Federici muestra cómo el avance del movimiento feminista y las luchas de las mujeres a escala internacional en los años setenta quiebran este “contrato social” que se había consolidado con la estrategia fordista y el New Deal.
Sabiendo como todo esto termina en las crisis dentro de la reproducción social de las que hablábamos antes –con el desamparo de las personas que requieren cuidados especiales, la doble explotación de mujeres con hijas o personas dependientes al cargo, el expolio de cuidados de la periferia por el centro, los abusos laborales a las mujeres migrantes que trabajan en hogares, etc. – no parece que la incorporación de las mujeres al mercado laboral fuese una opción liberadora, especialmente si no iba acompañada de una reestructuración económica y social que tuviera en cuenta la reproducción social.
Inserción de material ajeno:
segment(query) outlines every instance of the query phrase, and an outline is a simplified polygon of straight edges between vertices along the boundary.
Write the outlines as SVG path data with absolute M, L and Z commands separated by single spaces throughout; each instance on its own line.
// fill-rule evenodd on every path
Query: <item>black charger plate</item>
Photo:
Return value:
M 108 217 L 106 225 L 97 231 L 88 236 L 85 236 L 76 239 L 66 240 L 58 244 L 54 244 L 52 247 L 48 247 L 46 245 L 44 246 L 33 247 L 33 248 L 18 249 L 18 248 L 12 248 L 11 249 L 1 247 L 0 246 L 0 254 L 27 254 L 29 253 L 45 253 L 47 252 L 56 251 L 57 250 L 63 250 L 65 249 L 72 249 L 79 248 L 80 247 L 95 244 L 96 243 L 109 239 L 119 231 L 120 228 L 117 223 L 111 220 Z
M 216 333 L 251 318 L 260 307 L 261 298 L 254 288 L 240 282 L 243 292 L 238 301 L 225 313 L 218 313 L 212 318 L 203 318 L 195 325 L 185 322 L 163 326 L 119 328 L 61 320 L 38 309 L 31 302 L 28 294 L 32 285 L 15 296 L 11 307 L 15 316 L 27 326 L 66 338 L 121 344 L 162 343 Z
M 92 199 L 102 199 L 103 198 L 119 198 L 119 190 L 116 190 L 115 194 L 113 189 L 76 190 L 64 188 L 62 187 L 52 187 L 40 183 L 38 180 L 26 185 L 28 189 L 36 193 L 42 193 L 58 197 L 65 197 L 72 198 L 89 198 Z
Como ya venía avisando Mariarosa Dalla Costa en 1972 en su influyente texto Las mujeres y la subversión de la comunidad, aunque las condiciones laborales de aislamiento de las amas de casa y su separación respecto a la producción socializada directa dificultasen su rebelión, tampoco convenía seguir el mito de la liberación a través del trabajo:
“El capital se está apoderando del ímpetu mismo que creó un movimiento –el rechazo de millones de mujeres del lugar tradicional de la mujer– para rehacer la fuerza de trabajo incorporando cada vez a más mujeres (…) El reto que enfrenta el movimiento de mujeres es el de encontrar formas de lucha que, a la vez que liberen a las mujeres de la casa, eviten, por un lado, una esclavitud doble y, por otro, nos impidan llegar a otro nuevo grado de control y regimentación capitalista. Esta es, en definitiva, la línea divisoria entre reformismo y política revolucionaria dentro del movimiento de las mujeres” (Dalla Costa, 1979[1972]: 63-64).
La situación actual demuestra que Dalla Costa estaba en lo cierto. Debemos, pues, retomar estos esfuerzos de liberación aprendiendo de las experiencias del pasado y entendiendo la situación en la que nos encontramos hoy a la hora de plantear horizontes feministas para el futuro.